Solomon Islands politician (born 1960)

William Ni'i Haomaepia (born November 26, 1960) is a politician of the Solomon Islands who has been Minister for Foreign Affairs and External Trade since December 2007. He has served in the National Parliament of the Solomon Islands since 1993 as MP for Small Malaita.

Haomae was first elected to the National Parliament from Small Malaita in May 1993. He was Minister for Culture, Tourism and Aviation from 1994 to August 5, 1997, and he was re-elected to his parliamentary seat in August 1997. Under Prime Minister Manasseh Sogavare, he became Minister for Police and Justice on July 2, 2000; he subsequently became Deputy Prime Minister and Caretaker Minister for National Unity, Reconciliation and Peace on August 13, 2001, remaining in that post until December 2001. He was re-elected to Parliament in December 2001 and April 2006, and he served as Minister for Police and National Security in the short-lived government of Prime Minister Snyder Rini from April 21, 2006, to May 4, 2006.

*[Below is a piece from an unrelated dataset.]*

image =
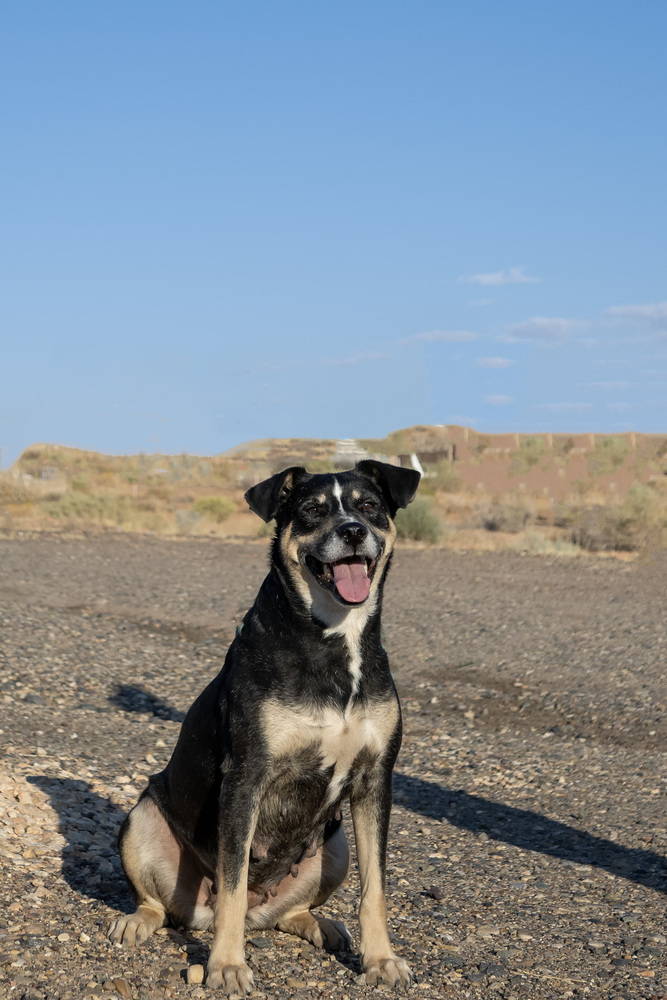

On May 16, 2006, Haomae was named by Opposition Leader Fred Fono as Opposition Spokesman for Police and National Security in the shadow cabinet, remaining in that post until December 2007. He was one of the MPs who nominated Derek Sikua as prime minister in the latter month, and following Sikua's victory Haomae was sworn in as Minister for Foreign Affairs and External Trade on December 22, 2007.